Indentation tonometer appeals to ophthalmologists because the mea­surement is accomplished quickly. However, there is no scientific foun­dation for interpreting its results. Ap­planation tonometer on the other hand, requires more time, but is more accurate and is founded on scientific principles expressed through mathe­matical formulations. The Maklakov tonometer is the simplest type of ap­planation tonometer and has been in use for many years in U.S.S.R. and Eastern Europe. It uses a known force to produce an area of corneal flattening "Applanation", as against the Goldman type where the force is varied and the area of applanation is kept constant. The Posner - In­glima Applanometer is a modified Maklakov applanation tonometer. The applanation method of tonometry is indeed the more reliable for the detection of early cases of glaucoma, associated with high myopia and also of glaucoma in young individuals. Because it produces a minimal vol­ume displacement, the applanation measurement is not significantly af­fected by variations in ocular rigi­dity and thus permits better differ­entiation between normal and glau­comatous eyes.

Posner-Inglima applanometer is a set of 4 tonometers and a magnetic handle. Two tonometers are identi­cal and weigh 5 gms. each, one weighs 7.5 gms. and one weighs 10 gins. All the tonometers are similar in size and shape; two truncated cones with their smaller ends facing each other and connected by a cylin­drical shaft. The body of the tono­meter is made of high grade non­magnetic stainless steel and contains a freely sliding ballast which gives the tonometer greater stability when it is placed on the cornea, and en­sures a low centre of gravity which­ever end is being used. The handle is made of stainless steel and is hol­lowed out to accommodate a per­manent magnet with a minimum lift­ing force of one pound. The handle may be attached to the tonometer instantly by bringing it into contact with the steel tab into which is fitted the stainless steel ring which loosely encircles the shaft of the tonometer. Two 5 gm. weights are provided in each set so that duplicate readings may he taken. (The 5 gm; tonometer is the one most frequently used, since it is to be preferred for normal and border line tensions.) With the tonometer in place and the instrument suspended above the eye, the verti­cal handle acts as a guide to perpen­dicularity. The end plates which are 9 mm. in diameter each, and which are polished to optical flatness are made of Pyroceram, an extremely hard, heat-resistant ceramic material. They are fully exposed in order to facilitate cleansing and sterilization. They are highly resistant to scratch­ing by abrasive materials. The end plates are fitted and cemented to the body of the tonometer by a heat re­sistant adhesive. Since, Pyroceram is a highly polarized material the end plates accept a uniform coating of the brown stain (mild silver protein) and the imprint made by the cornea re­tains its sharply outlined edge which permits accurate measurement.

The applanometer, thus, is a cons­tant force applanation tonometer and the area of corneal applantion which it produces varies inversely with the height of the intra-ocular pressure.
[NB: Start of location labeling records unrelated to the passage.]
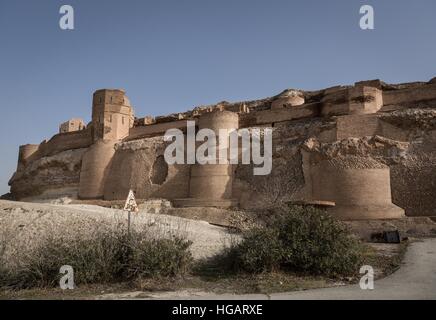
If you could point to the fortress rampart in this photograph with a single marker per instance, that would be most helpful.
(380, 137)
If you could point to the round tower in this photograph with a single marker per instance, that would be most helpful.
(112, 117)
(360, 192)
(211, 184)
(112, 114)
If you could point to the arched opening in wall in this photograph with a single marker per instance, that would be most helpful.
(159, 171)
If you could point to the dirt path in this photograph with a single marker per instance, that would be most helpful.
(416, 279)
(26, 223)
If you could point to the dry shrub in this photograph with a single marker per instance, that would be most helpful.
(107, 255)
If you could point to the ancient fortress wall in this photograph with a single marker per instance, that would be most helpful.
(388, 128)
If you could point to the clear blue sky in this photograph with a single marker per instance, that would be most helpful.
(173, 55)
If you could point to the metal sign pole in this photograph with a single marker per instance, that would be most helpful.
(128, 222)
(130, 206)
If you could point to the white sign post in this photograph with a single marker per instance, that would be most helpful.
(129, 207)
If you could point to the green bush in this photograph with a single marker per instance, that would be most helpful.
(260, 251)
(302, 239)
(104, 257)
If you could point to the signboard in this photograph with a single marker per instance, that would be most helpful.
(131, 205)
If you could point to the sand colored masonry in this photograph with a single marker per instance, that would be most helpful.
(369, 148)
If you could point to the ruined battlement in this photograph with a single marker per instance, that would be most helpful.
(117, 151)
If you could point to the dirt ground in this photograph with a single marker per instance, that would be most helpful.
(25, 223)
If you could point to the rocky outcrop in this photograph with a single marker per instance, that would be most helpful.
(59, 173)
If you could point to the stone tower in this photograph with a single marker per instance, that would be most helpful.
(112, 117)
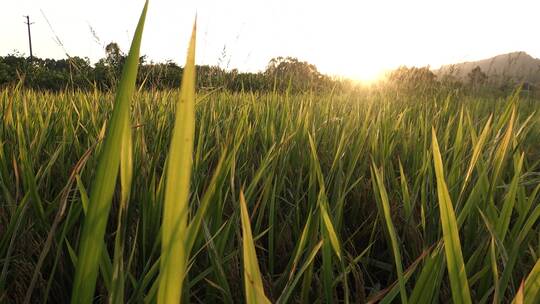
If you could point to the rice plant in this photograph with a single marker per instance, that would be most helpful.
(364, 196)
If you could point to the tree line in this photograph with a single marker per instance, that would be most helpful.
(281, 74)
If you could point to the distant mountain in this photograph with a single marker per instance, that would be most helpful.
(514, 67)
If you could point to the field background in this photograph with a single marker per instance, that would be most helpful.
(361, 162)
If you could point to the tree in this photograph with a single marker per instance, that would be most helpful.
(477, 78)
(291, 73)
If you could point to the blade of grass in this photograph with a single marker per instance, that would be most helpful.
(91, 243)
(174, 254)
(452, 246)
(252, 274)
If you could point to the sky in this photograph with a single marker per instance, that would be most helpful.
(355, 39)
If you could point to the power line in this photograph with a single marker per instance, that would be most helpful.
(28, 23)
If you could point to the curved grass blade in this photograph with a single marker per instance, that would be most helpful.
(252, 274)
(91, 243)
(530, 291)
(173, 263)
(391, 232)
(452, 246)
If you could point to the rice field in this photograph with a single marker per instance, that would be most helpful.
(138, 196)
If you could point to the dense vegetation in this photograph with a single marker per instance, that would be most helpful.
(289, 154)
(282, 74)
(406, 192)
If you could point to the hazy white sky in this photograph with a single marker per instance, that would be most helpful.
(357, 39)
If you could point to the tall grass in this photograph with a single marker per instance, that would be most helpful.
(233, 197)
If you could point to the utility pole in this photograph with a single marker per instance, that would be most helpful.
(29, 36)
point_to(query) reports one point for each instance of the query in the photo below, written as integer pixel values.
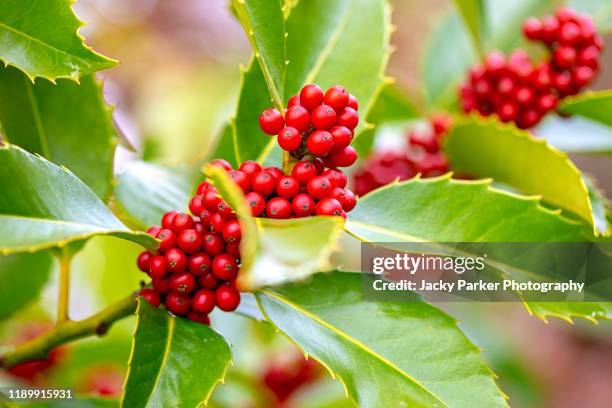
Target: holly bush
(59, 190)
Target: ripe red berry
(182, 283)
(278, 207)
(199, 264)
(328, 206)
(287, 187)
(151, 296)
(178, 303)
(289, 139)
(224, 267)
(271, 121)
(320, 142)
(231, 232)
(311, 96)
(227, 298)
(256, 203)
(176, 260)
(203, 301)
(298, 117)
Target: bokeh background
(175, 88)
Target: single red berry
(224, 267)
(203, 301)
(178, 303)
(328, 206)
(302, 205)
(227, 298)
(278, 207)
(199, 264)
(303, 171)
(320, 142)
(271, 121)
(231, 232)
(311, 96)
(182, 283)
(143, 261)
(336, 97)
(323, 117)
(287, 187)
(298, 117)
(319, 187)
(157, 267)
(168, 239)
(256, 203)
(242, 179)
(289, 139)
(176, 261)
(151, 296)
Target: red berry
(157, 267)
(287, 187)
(227, 298)
(298, 117)
(278, 207)
(231, 232)
(178, 303)
(320, 142)
(151, 296)
(311, 96)
(143, 261)
(271, 121)
(289, 139)
(302, 205)
(224, 267)
(203, 301)
(336, 97)
(199, 264)
(328, 206)
(256, 202)
(182, 283)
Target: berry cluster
(518, 91)
(316, 124)
(422, 155)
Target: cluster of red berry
(315, 123)
(516, 90)
(422, 155)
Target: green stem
(66, 331)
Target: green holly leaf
(54, 120)
(41, 39)
(358, 343)
(536, 168)
(45, 206)
(174, 361)
(22, 278)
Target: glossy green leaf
(145, 191)
(392, 355)
(44, 206)
(22, 278)
(447, 210)
(264, 25)
(174, 361)
(41, 39)
(67, 123)
(535, 168)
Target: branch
(66, 331)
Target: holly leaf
(53, 120)
(173, 360)
(41, 39)
(145, 191)
(364, 353)
(536, 167)
(45, 206)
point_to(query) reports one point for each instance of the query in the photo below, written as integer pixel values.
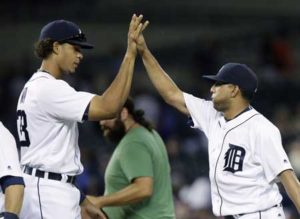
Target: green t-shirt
(140, 153)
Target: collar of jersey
(41, 74)
(237, 120)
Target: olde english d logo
(234, 158)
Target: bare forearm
(129, 195)
(119, 89)
(292, 186)
(160, 79)
(14, 198)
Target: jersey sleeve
(136, 161)
(61, 101)
(201, 111)
(271, 152)
(9, 160)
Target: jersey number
(22, 128)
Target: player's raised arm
(160, 79)
(292, 186)
(111, 101)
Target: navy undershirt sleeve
(10, 180)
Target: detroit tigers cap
(65, 32)
(238, 74)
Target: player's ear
(124, 113)
(56, 47)
(235, 91)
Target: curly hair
(43, 48)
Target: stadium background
(190, 38)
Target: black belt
(240, 215)
(43, 174)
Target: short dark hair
(43, 48)
(138, 115)
(248, 95)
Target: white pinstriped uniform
(47, 115)
(9, 161)
(245, 157)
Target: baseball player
(11, 181)
(246, 156)
(48, 111)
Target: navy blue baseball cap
(65, 32)
(237, 74)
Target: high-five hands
(136, 28)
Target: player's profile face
(113, 130)
(70, 57)
(220, 96)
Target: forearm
(292, 186)
(160, 79)
(14, 198)
(118, 91)
(128, 195)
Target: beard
(220, 106)
(115, 134)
The absence of moving parts elimi­nates any instrumental error due to friction. Rigid specifications regard­ing weight of instrument and degree of flatness of the end plates assure absolute uniformity and obviate the need for future re-calibration.

Application of the Tonometer

The patient is placed either in a supine or in a reclining position and any inadvertent pressure on the ves­sels in the neck e.g. by a tight collar must be removed. He is made to fix his gaze vertically upwards by use of a fixation target. An anesthetic is instilled into the eyes. The end plates should always be wiped clean with a pledge of cotton moistened with alcohol or water, and no finger print should be allowed to remain on the applanating surface. To avert danger of infection each end plate is heated in the flame of a spirit lamp for 4 to 5 seconds and later cooled before use. The mild silver protein should be applied to the end plates in a uniformly thin layer to produce a light tan colour. A cotton-­tipped applicator may be used for this purpose. [Figure - 1]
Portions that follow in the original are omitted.